Isso porque não conseguíamos ver, em nossa ingenuidade pueril e um tanto xenófoba, nada mais incompatível, seja no aspecto físico ou no cultural, que um português e um indiano.

Havia, entretanto, outra razão pela qual não conseguíamos aprofundar essa questão: a ausência de fontes.

Eu morei numa capital de estado, porto com razoável importância, com uma população já expressiva – embora só mais tarde ficasse claro que boa parte dessa população (vista por nós como um indicativo de prosperidade) era fruto do inchamento artificial.

Esse “inchamento” era provocado pela seca e pela falta do que fazer nas noites de miséria, a qual era inchada pela indiferença pública e privada (mais a primeira do que a segunda) que tornava a barriga inchada das crianças, infestadas de verminose.

Era um retrato fiel de nossa demografia urbana e de nossos costumes políticos, igualmente infestados: a falta de bibliotecas e livrarias minimamente respeitáveis era muito desestimulante, sem falar no alto custo e no nível precário da informação escrita em livros e jornais ou propagada pela rádio e depois pela televisão.

Dá para sentir, pois, a alegria que experimenta uma pessoa de minha geração que, de repente, mergulha nesse oceano de informações em que se tornou a Internet, e como folga por célebre tentar suprir as lacunas informativas de sua educação.

Assim é que me interessou, sobremaneira, explorar um dos conteúdos mais escassos de nossa formação, até os dias de hoje, que são os acontecimentos históricos e as características evolutivas da sociedade portuguesa.

Esta parece que não tem nada a ver com a nossa ou, simplesmente, "saiu de moda" após o Sete de Setembro...

Será que um secreto sentimento de inferioridade nos impele a esconder nossa origem europeia aparentemente tão humilde?

Qual é o adolescente que não se esmera por esconder um pai de que se envergonha, mesmo que não haja razões para isso, da mesma forma que versa, ousado, sobre aquilo que desconhece em seu genitor?

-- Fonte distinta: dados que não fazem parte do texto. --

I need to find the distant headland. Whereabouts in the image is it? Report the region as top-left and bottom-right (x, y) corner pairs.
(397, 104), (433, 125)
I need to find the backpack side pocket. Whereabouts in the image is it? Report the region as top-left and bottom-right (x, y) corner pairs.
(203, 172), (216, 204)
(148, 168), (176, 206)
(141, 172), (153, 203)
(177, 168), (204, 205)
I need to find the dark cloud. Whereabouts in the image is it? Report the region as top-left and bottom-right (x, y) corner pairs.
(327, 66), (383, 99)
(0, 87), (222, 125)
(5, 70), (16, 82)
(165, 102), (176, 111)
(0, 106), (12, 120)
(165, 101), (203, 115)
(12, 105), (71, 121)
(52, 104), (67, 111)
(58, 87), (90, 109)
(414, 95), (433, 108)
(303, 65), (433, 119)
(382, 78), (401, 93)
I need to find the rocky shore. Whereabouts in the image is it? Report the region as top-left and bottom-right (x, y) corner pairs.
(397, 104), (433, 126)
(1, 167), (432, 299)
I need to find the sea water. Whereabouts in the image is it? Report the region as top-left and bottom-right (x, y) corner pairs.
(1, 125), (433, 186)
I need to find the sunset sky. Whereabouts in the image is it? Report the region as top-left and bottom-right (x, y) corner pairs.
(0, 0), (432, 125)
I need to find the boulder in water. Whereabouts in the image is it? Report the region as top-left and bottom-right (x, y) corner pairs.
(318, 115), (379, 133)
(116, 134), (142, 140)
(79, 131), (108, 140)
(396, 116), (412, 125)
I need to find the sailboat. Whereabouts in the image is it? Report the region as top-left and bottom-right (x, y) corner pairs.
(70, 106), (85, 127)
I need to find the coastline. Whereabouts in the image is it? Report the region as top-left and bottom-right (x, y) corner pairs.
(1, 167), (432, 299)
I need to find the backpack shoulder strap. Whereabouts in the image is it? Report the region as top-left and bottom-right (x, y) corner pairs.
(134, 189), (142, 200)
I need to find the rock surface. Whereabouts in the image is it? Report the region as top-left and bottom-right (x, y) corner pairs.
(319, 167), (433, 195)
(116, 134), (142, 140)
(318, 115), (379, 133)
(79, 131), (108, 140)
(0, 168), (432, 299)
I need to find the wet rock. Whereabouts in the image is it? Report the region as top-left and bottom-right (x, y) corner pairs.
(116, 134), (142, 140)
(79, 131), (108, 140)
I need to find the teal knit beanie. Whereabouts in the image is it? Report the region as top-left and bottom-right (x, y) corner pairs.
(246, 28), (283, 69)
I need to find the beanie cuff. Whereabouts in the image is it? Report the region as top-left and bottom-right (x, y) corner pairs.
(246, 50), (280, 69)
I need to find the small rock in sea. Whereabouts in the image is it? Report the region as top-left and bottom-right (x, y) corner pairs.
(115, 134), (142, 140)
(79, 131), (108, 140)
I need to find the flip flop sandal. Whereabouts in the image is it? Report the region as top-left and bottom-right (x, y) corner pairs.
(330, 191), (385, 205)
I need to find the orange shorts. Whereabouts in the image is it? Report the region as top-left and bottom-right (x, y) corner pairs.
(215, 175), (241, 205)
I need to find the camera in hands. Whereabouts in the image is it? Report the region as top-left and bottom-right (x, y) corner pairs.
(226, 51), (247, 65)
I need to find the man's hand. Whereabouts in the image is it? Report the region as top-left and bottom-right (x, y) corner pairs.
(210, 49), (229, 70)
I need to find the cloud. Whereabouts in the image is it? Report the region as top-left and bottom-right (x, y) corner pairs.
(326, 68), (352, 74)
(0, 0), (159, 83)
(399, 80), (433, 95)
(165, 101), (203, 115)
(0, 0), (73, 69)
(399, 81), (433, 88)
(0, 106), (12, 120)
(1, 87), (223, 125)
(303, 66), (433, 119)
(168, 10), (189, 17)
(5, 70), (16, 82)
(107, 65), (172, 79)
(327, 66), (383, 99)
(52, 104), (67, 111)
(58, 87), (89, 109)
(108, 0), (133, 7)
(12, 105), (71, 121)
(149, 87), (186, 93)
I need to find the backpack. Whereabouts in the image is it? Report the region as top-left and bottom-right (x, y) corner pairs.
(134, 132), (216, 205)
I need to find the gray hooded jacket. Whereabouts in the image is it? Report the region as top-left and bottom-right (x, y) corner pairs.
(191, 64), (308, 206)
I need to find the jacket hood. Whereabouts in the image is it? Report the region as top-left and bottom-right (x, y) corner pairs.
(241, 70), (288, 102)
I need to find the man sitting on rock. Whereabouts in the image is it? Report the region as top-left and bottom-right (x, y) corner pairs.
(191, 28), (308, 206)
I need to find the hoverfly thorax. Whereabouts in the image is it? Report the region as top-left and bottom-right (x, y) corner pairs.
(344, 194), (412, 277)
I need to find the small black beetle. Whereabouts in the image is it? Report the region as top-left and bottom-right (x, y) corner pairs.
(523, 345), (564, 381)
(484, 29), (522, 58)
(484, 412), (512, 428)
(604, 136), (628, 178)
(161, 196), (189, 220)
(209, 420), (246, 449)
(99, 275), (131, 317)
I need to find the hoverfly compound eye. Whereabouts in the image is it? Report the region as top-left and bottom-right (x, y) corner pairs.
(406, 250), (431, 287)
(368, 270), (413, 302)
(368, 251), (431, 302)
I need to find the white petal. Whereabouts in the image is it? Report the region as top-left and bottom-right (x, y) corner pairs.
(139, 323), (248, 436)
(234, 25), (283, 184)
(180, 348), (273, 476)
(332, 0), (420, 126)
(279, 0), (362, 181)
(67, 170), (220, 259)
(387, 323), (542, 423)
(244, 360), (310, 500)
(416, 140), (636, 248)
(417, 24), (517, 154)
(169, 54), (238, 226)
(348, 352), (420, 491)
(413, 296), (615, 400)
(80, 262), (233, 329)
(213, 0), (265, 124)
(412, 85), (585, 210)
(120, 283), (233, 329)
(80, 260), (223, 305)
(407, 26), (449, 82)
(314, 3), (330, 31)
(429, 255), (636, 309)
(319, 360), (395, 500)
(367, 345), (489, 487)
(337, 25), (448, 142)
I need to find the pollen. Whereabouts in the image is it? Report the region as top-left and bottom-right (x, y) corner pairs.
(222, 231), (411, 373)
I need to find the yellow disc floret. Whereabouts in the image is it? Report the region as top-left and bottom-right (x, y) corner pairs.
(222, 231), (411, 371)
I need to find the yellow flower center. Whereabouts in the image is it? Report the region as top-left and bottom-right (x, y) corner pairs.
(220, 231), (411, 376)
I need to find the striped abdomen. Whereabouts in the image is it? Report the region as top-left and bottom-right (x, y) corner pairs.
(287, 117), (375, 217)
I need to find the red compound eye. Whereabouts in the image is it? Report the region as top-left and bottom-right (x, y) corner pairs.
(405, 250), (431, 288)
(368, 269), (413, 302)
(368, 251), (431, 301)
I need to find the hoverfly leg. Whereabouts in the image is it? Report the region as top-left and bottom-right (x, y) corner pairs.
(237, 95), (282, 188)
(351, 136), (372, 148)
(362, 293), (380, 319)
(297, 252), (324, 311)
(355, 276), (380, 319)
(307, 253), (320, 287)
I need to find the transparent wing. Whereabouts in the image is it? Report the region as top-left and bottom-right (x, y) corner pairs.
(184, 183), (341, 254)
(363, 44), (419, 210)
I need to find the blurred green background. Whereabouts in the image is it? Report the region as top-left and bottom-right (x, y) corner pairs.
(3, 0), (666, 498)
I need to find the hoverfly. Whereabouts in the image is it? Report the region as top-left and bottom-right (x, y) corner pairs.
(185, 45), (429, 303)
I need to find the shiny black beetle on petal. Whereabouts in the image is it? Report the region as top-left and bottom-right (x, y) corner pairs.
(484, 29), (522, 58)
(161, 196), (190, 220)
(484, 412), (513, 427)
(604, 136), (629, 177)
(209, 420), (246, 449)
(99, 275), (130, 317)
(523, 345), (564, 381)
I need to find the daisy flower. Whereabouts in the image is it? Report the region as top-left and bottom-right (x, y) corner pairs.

Deixando essas imaturidades de lado, quero dividir com você, leitor, um episódio da história portuguesa que sempre me trouxe muitas indagações e que é muito rico de significado: a estadia de Pedro Álvares Cabral na Índia.

A chegada em Calicute
Quando Cabral chegou ao porto de Calicute, em inglês "Kozhikode", em 13 de setembro de 1500, e do mar vislumbrou a silhueta da mais importante cidade comercial do sul da Índia – suserana de várias outras e dirigida por uma dinastia de governantes chamados "samutiri" (grande senhor do mar) que foi aportuguesado para “samorim”, intimamente ligado aos interesses do grupo de mercadores, em especial àqueles vinculados aos interesses arábico-mediterrâneos e chineses – não tinha bem claro, mas além das mercadorias, estava sobrecarregado de tarefas, expectativas e símbolos que dificultariam em muito a sua missão.

A sua missão precípua era fazer um acordo de paz com o governante local e estabelecer uma feitoria, um entreposto comercial português permanente na cidade.

Algo, contudo, um tanto complicado em virtude da imagem deixada dois anos antes por Vasco da Gama, cuja fama de salteador de barcos árabes.

Estes, fregueses e sócios dos calicutenses, ganharam renome, atraindo medo e ódio contra os portugueses, sem falar dos presentes absolutamente inadequados que este levara ao samutiri – acostumados a negociar com pequenos reinos e régulos do litoral africano.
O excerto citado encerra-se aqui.